Rep. Thomas Massie, a Republican representing northern Kentucky, slammed mask-wearing Wednesday morning by attempting to submit for the record an article from ABC which stated that fully-vaccinated people can gather indoors without masks or social distancing, according to the Centers for Disease Control and Prevention.
Not everyone attending Wednesday’s House Judiciary Committee meeting was fully vaccinated, which Massie acknowledged despite still arguing against wearing masks.
“What is the message that we’re trying to send to the American people by wearing these stupid masks? Because all of Congress, by the way, cut line (to get vaccinated),” Massie said. “Not everyone in here is vaccinated, it’s true.”
Rep. Jarrold Nadler, a Democrat representing New York and the chairman of the House Judiciary Committee, cut Massie off because he wasn’t speaking on the bill at hand. The committee had been discussing the NO BAN Act, an act intended to limit a president’s ability to suspend or restrict aliens from entering the United States.
Massie and Nadler proceeded to exchange words about the purpose of the masks.
“I am asking why we have to wear a mask when the CDC says these are not necessary,” Massie said.
“Because everybody in this room is not vaccinated, as you well know,” Nadler responded.
Committee leaders attempted to move on but Massie continued. He said there was peer-reviewed science that showed natural immunity from recovering from COVID-19 is as strong “or more robust” than immunity provided by the vaccine. Massie said everyone in the room Wednesday had either been vaccinated or previously infected.
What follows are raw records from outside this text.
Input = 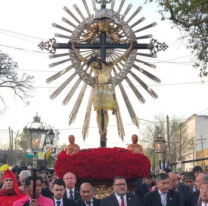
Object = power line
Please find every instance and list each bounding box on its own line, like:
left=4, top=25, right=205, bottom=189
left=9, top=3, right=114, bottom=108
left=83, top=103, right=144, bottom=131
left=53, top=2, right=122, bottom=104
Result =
left=0, top=32, right=37, bottom=44
left=32, top=81, right=208, bottom=89
left=0, top=29, right=46, bottom=40
left=0, top=44, right=48, bottom=58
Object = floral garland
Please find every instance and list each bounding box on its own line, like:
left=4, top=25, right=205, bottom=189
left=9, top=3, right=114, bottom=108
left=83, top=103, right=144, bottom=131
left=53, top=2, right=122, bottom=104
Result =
left=55, top=147, right=150, bottom=181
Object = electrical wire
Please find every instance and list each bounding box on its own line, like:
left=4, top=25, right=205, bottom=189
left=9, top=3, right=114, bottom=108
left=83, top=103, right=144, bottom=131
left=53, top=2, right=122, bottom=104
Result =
left=0, top=44, right=48, bottom=58
left=32, top=81, right=208, bottom=89
left=0, top=32, right=37, bottom=44
left=0, top=29, right=46, bottom=40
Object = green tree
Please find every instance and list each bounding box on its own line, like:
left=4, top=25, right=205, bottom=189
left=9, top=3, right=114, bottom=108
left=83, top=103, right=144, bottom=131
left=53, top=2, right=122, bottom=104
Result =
left=0, top=51, right=34, bottom=113
left=146, top=0, right=208, bottom=77
left=15, top=128, right=60, bottom=167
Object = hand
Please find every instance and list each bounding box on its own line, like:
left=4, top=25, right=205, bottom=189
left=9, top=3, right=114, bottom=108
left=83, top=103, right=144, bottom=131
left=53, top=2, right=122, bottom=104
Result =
left=130, top=41, right=137, bottom=49
left=68, top=41, right=74, bottom=50
left=30, top=199, right=39, bottom=206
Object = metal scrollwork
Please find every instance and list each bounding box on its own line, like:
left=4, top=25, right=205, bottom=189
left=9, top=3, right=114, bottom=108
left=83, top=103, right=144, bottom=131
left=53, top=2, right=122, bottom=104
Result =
left=150, top=39, right=168, bottom=54
left=38, top=38, right=56, bottom=54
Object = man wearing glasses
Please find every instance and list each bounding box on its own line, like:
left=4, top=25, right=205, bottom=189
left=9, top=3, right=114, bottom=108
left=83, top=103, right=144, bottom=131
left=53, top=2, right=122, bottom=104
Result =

“These are ridiculous theater,” Massie said, pointing to his mask while Nadler continued trying to get the committee back on topic. “And here’s why it’s important: because people will not get vaccinated if they believe they’re going to have to wear the mask even after you’re vaccinated.”
Massie also complained about social distancing in House meetings despite sitting shoulder-to-shoulder on airplanes while flying to and from Washington, D.C.
Massie previously said he had been infected with COVID-19 and tested positive for the antibodies.
Medical experts have concluded that recovering from COVID-19 gives someone natural immunity. But it’s unclear how long that immunity lasts. And the CDC’s guidance on what vaccinated people can do, which Massie made mention of during his remarks, doesn’t recommend the same activities for people who are unvaccinated but recovered from an infection.
Massie has been critical of health experts and mask-wearing guidance for months. He recently signed onto the “Fire Fauci Act,” a bill which would eliminate Dr. Anthony Fauci’s salary. Fauci is the nation’s top infectious disease expert.
The bill was written and introduced by Rep. Marjorie Taylor Greene, a rookie Republican congresswoman from Georgia who’s widely considered to be a far-right conspiracy theorist. She has previously promoted QAnon conspiracies and other baseless theories on social media, according to the New York Times.